Во-вторых, участникам спектакля был необходим квалифицированный специалист-реставратор, способный снять работу с подрамника и хотя бы примитивно законсервировать ее для вывоза за границу. Грамотно свернуть в рулон, проклеить специальной папиросной бумагой… Он же должен был поставить чужую подпись, явно руководствуясь знаниями и советами первого профессионала. Или действуя солидарно, играя с ним «в четыре руки». Судя по расположению подписи, она появилась, когда картина была снята с подрамника, в противном случае «подлезть» под него было весьма затруднительно, если не невозможно. Такого рода манипуляции превращали анонимного реставратора или художника в полноценного соучастника или даже в центральную фигуру всей воровской операции, квалифицируя его действия как «эксцесс исполнителя». Ведь доказать его связь со специалистом-искусствоведом возможно лишь в случае взаимных признаний. Вряд ли они составляли письменный протокол о намерениях и преступном сотрудничестве. С учетом сугубой секретности произведенных вмешательств этот «реставратор» должен был быть абсолютно доверенным человеком. Буквально старым другом или «близким родственником». А может быть, подельником, закаленным во множестве совместных злодейских операций.
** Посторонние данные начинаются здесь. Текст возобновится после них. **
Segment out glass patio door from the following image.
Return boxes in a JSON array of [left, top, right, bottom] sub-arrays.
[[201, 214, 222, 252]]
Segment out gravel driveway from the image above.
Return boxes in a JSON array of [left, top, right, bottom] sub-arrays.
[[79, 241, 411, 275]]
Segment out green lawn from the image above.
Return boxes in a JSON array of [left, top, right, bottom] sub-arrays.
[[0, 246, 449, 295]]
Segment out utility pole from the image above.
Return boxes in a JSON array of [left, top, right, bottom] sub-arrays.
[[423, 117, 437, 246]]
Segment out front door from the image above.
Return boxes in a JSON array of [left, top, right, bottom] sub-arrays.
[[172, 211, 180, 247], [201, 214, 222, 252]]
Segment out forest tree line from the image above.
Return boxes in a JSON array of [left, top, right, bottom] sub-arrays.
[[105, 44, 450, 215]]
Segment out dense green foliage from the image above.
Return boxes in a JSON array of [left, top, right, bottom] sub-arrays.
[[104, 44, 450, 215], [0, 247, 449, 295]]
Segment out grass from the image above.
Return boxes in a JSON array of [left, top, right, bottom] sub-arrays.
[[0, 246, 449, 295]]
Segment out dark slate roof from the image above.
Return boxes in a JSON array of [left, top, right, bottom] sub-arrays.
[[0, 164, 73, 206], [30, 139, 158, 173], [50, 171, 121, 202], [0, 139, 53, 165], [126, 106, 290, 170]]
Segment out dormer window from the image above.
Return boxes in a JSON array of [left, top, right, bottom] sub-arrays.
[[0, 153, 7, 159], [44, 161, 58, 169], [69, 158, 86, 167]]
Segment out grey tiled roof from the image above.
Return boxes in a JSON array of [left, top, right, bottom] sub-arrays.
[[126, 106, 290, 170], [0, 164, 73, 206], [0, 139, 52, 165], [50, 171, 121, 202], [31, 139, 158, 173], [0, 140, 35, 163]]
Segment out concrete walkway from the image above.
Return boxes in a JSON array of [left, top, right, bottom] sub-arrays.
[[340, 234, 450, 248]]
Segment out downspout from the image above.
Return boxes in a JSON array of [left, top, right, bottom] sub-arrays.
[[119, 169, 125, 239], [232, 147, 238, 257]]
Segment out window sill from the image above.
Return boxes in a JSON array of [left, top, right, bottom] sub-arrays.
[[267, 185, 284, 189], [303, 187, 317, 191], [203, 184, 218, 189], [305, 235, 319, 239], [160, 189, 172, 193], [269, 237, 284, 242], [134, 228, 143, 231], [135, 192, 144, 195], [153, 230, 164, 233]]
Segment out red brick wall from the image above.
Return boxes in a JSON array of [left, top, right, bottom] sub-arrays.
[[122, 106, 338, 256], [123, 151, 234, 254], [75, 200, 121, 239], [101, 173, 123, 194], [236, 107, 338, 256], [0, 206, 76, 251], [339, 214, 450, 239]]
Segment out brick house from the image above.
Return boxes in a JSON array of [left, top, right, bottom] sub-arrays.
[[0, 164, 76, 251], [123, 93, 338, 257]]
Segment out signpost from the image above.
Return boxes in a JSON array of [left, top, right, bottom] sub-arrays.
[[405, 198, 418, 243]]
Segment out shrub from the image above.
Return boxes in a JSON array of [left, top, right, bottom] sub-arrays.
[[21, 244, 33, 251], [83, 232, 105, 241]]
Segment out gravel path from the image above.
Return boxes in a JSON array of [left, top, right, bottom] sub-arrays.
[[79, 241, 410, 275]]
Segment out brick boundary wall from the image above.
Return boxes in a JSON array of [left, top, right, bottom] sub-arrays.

Третий аспект, накрепко связывающий жуликов с «миром прекрасного», предполагал в них четкое понимание логистики реализации такого рода предметов, исключающей их широкое «засвечивание» в России, где их могли «опознать» нежелательные лица и тем самым «пустить под откос» все хитроумное предприятие. Тот факт, что я некогда дважды видел эту картину в разных домах, явился чистой случайностью. И случайностью, как следует из этой книги, роковой.
Кроме того, финансовая ситуация в постперестроечной России на тот период времени была такова, что продажа произведения на Западе была явно приоритетной. Тем более, что полноценная реализация за более-менее адекватные имени Малевича деньги была невозможна без атрибуции таких специалистов, как Андрей Наков и Шарлотта Дуглас. При всем уважении, доктор Баснер в основном годилась только для «внутреннего» российского употребления. И только в определенных кругах. Но в сочетании с западными специалистами и ее слово приобретало вес полноценной золотой монеты. Таким образом, вывоз картины за рубеж являлся насущной необходимостью для включения ее в международный рыночный контекст и получения за нее значительной суммы в конвертируемой валюте.
Помимо технических моментов, связанных с экспортом картины, нельзя не учитывать и личностный аспект рассказанной мной истории. Мы не видим в ней случайных людей. Только специалисты высочайшего уровня, связанные мощными коллегиальными связями и составляющие треугольник с вершинами в Петербурге, Париже и Нью-Йорке. Это не означает, что число действующих лиц ограничивается персоналиями, оставившими для нас свои подписи под документами. В реальности треугольник представляет собой объемную пирамиду, населенную тенями и призраками, почти не оставляющими следов.
Поэтому я опускаю здесь обсуждение ролей всевозможных мелких побочных и промежуточных фигур, потому что их значение ничтожно или формально недоказуемо. Мало того, часть из них, скорее всего, и не подозревала, что участвует в продаже «Малевича», думая, что продает за небольшие деньги просто красивую картинку «ленинградской школы». Это подтверждается мизерностью их гонораров и жестокой обидой, возникшей, когда им стала известна дальнейшая судьба некогда принадлежавшего им произведения.